IMPS basically involves a transfer mechanism using the mobile phone. A host of banks allow the transfer through this mechanism including the reputed banks like State Bank of India, ICICI Bank and Axis Bank. Here is the limit is set by the bank. For example, State Bank of India permit only one beneficiary in a calendar day. Which means one cannot send money through IMPS for more then one beneficiary in a day.

How does IMPS work?

For Customer to customer to transfer, bank account holders need to register with their respective banks first. The bank then issue issues a unique seven digit number called mobile money identifier (MMID) and Mobile Banking Personal Identification Number (MPIN) to the customer.
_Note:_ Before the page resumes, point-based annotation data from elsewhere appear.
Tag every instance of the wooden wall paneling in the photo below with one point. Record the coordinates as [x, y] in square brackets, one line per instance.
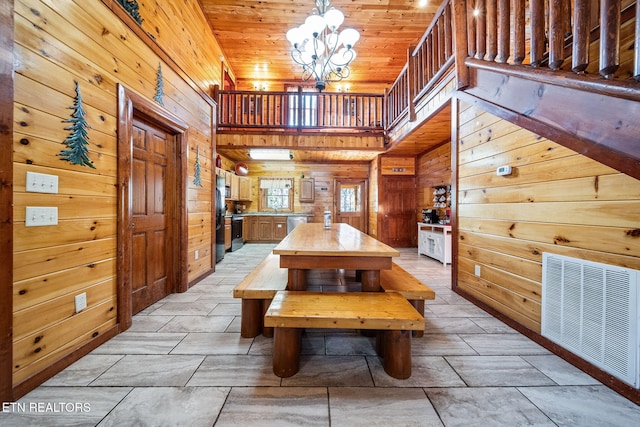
[56, 44]
[434, 168]
[96, 321]
[37, 290]
[374, 172]
[556, 201]
[6, 197]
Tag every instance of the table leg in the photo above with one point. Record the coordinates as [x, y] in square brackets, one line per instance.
[297, 280]
[370, 281]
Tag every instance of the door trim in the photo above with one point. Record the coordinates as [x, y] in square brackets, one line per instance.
[337, 182]
[131, 104]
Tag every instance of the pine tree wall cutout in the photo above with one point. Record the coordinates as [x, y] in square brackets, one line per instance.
[132, 8]
[159, 86]
[196, 174]
[77, 152]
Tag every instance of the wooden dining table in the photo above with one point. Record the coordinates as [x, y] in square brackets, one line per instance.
[311, 246]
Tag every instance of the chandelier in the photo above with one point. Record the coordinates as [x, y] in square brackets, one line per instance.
[323, 52]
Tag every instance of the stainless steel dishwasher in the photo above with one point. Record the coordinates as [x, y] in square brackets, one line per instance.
[292, 221]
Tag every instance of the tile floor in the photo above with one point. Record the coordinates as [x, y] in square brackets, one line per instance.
[183, 362]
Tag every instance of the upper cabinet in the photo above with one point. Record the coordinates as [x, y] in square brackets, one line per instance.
[244, 192]
[307, 189]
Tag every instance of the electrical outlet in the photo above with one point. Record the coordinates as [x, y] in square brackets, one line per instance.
[42, 183]
[39, 215]
[81, 302]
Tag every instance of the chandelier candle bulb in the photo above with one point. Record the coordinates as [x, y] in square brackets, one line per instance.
[323, 53]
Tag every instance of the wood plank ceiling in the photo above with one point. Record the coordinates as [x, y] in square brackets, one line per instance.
[252, 34]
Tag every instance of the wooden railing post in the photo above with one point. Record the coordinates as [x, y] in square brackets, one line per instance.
[519, 51]
[459, 17]
[504, 30]
[538, 44]
[411, 83]
[636, 56]
[299, 109]
[609, 37]
[480, 16]
[581, 32]
[492, 29]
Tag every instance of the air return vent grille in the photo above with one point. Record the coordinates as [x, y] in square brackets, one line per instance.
[592, 309]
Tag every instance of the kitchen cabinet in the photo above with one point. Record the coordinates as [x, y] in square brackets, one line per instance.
[307, 186]
[227, 233]
[434, 241]
[279, 227]
[265, 228]
[244, 190]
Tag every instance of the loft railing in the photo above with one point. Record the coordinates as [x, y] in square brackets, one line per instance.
[592, 37]
[300, 111]
[427, 63]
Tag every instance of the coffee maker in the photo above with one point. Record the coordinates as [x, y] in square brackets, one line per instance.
[430, 216]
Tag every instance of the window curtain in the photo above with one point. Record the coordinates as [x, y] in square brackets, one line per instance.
[275, 183]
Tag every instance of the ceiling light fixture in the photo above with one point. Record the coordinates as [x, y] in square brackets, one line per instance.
[270, 154]
[324, 54]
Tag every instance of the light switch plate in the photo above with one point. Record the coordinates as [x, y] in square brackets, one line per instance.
[42, 183]
[81, 302]
[40, 215]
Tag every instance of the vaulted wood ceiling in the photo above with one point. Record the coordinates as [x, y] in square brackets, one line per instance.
[252, 35]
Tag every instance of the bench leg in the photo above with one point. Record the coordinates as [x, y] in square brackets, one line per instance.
[251, 320]
[397, 353]
[286, 351]
[266, 331]
[297, 280]
[419, 306]
[370, 280]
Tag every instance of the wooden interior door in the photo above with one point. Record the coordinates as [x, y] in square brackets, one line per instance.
[351, 202]
[150, 195]
[397, 227]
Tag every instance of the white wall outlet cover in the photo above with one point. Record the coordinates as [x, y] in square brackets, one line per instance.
[41, 183]
[36, 216]
[504, 170]
[81, 302]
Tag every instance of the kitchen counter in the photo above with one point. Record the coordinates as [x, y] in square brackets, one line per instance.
[276, 214]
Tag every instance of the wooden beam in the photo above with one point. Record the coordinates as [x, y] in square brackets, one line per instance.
[6, 200]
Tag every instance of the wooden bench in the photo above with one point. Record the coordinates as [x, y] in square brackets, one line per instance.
[401, 281]
[256, 291]
[390, 314]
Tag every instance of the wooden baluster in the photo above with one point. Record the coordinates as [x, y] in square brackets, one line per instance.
[492, 30]
[519, 50]
[471, 32]
[480, 16]
[609, 37]
[504, 30]
[556, 34]
[636, 57]
[580, 54]
[448, 38]
[538, 43]
[461, 37]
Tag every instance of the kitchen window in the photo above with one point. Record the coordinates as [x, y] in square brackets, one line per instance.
[276, 194]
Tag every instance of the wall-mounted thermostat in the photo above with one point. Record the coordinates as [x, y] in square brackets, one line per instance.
[503, 170]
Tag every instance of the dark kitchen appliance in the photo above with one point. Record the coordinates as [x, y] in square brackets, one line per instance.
[236, 233]
[220, 210]
[430, 216]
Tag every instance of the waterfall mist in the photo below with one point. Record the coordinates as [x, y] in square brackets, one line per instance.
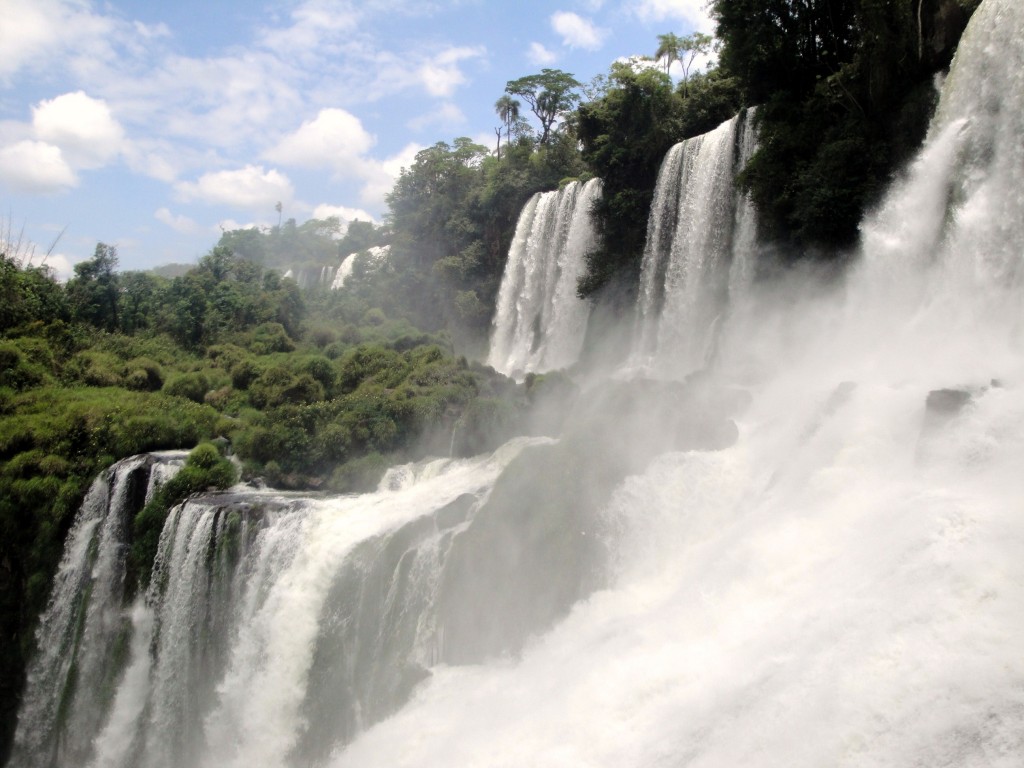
[540, 322]
[804, 553]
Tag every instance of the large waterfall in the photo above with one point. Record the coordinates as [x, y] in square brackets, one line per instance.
[699, 247]
[540, 322]
[809, 555]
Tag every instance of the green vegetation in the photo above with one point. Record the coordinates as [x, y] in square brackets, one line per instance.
[846, 92]
[325, 389]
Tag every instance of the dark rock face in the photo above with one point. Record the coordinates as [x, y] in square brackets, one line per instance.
[941, 24]
[946, 402]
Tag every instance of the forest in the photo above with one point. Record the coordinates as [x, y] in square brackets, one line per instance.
[320, 389]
To facilitate mobile payments, customers need to feed receiver’s mobile number, MMID, the amount to be remitted and MPIN. After the transaction, both parties get SMS confirmation. At present, consumers can transact up to Rs 50,000 through IMPS everyday.

IMPS Transaction Charges

For amount upto Rs10,000 is Rs 2.5 For range of Rs10,000 to Rs 1,00,000 is Rs 5 Range Rs1,00,000 to Rs 2,00,000 is Rs 15 However, there is additional service tax applicable to all the amounts transferred.

Benefits Of Using IMPS


  • IMPS fund transfer service has transformed the way people undertake online transactions. It offers an array of benefits to users with mobiles and online/mobile banking services activated for their respective bank accounts.
  • The widespread adoption of smartphones and the Digital India vision of the government are all in sync with the features and benefits of IMPS.
  • Additional Reading: Why You Should Give UPI & BHIM A Chance
  • Instant Fund Transfer: You can transfer funds in real time with IMPS. All you need is the account number and mobile number of the participants. It really works in the blink of an eye.
  • Easy Process: Not only is the process instant, but also user-friendly. You need to add beneficiary details just like you do for NEFT/RTGS and wait for it to get active. Some banks allow you to transfer funds to a new beneficiary in as little as 30 mins. Keep the name, account number, IFSC or MMID (Mobile Money Identifier) Code, bank account type, details of the beneficiary, etc. handy for quick addition.
  • Round The Clock: Time is never of concern with IMPS money transfer system. Whether you are chilling in the Bahamas, scaling the Himalayas, or pulling a graveyard shift, you can transfer funds using IMPS from anywhere and at any time. The service is available 24×7. Yes, Sundays, public holidays, and dry days too.
  • Money Transfer Channels: You can choose the IMPS method to transfer money using net banking, mobile banking, ATMs or SMSs.
  • In spite of the technological boom, you might at times find yourself without internet connectivity. There are many pockets bang in the middle of metro cities that are devoid of an internet connection. In this case, you can transfer funds using the old-fashioned SMS.
  • Open To All: Resident, as well as non-resident Indians, can use this service to transfer money.
  • Security First: IMPS money transfer is a safe and secure way of transferring funds to your friends, family or bootlegger. The banks undertake various authentication checks before giving the transaction a ‘GO’. But if you punch in the wrong beneficiary details then the fault is solely yours.
  • A mistake is highly unlikely because banks match the account number with the IFSC code. Even if one is wrong, your transaction will get declined and funds will get transferred back to your account in case of a debit. If you do manage to send money to the wrong beneficiary account, you must get in touch with the beneficiary bank for a refund.